Again with the laugh. Is that how you know somebody’s into you, they over-laugh at your jokes? In the old days Mariko laughed till she snorted, which made her laugh till she peed.
Strange day today. A day of strangers. Could you make a new life this way, tell a lie and live it, let it be true? “Manifesting,” Mariko calls it—she uses it to find parking spots. You concentrate long and hard enough on something and it just happens. “What about you?” he says.
“Actually,” says the woman, “I’m … yes, I’m with one of the conferences. Astronomy? Quantum stuff, you know, quarks and photons, the whole … Sorry.”
“No, that’s okay. So like, the Big Bang and all that?”
Not the swavest of pickup lines but look, the woman’s smiling in such a way—lowering her head, leaning in just a little—that Matt finds himself reaching out to steady her, a gesture that turns into a fleeting caress. He cups her shoulder the way a smart shopper might cup a cantaloupe, in search of just the right give.
“Oh,” she says, as though he’s said something she should have thought of herself.
Five minutes after that—or maybe it’s fifteen, twenty—Matt’s braced behind her, pants around his ankles, as she bends over his unmussed bed up on the eighth floor. She’s got her skirt hoisted to her hips. The position was her idea—he’d been agonizing about his maybe virus, his OUZZ or LIKK or DMDM, didn’t want to pass it on by getting all kissy. She put a gentle hand to his forehead, let out a sizzling sound. He said, “This never happens.” She smiled, and she turned …
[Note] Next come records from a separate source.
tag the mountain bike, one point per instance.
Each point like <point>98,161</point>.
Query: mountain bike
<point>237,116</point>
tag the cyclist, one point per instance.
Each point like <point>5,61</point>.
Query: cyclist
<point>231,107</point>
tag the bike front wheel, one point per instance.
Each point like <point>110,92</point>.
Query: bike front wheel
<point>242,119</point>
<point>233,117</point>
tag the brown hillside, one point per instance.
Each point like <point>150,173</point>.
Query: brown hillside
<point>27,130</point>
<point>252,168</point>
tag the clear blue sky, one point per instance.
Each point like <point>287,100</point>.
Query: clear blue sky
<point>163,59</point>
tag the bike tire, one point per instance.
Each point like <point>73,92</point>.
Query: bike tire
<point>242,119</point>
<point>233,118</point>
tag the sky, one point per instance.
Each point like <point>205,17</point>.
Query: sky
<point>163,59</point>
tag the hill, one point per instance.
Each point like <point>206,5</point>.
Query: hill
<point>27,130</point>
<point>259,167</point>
What Matt ought to be doing right now is he ought to be arriving at Zane’s door.
Knock knock.
Who’s there?
Banana.
Banana who?
Knock knock.
Who’s there?
Banana.
Banana who?
Knock knock.
Who’s there?
…
In the old days the boys could keep this going long enough to drive everybody berserk. Endurance doesn’t seem to be Matt’s strong suit tonight, however. His tipsy exhilaration, his celibate stint on the couch … With this stranger he’s suddenly, ecstatically a stranger to himself. Could this be the whole point of the thing? Another way in, another way out? A teensy suicide, a tiny little surrender?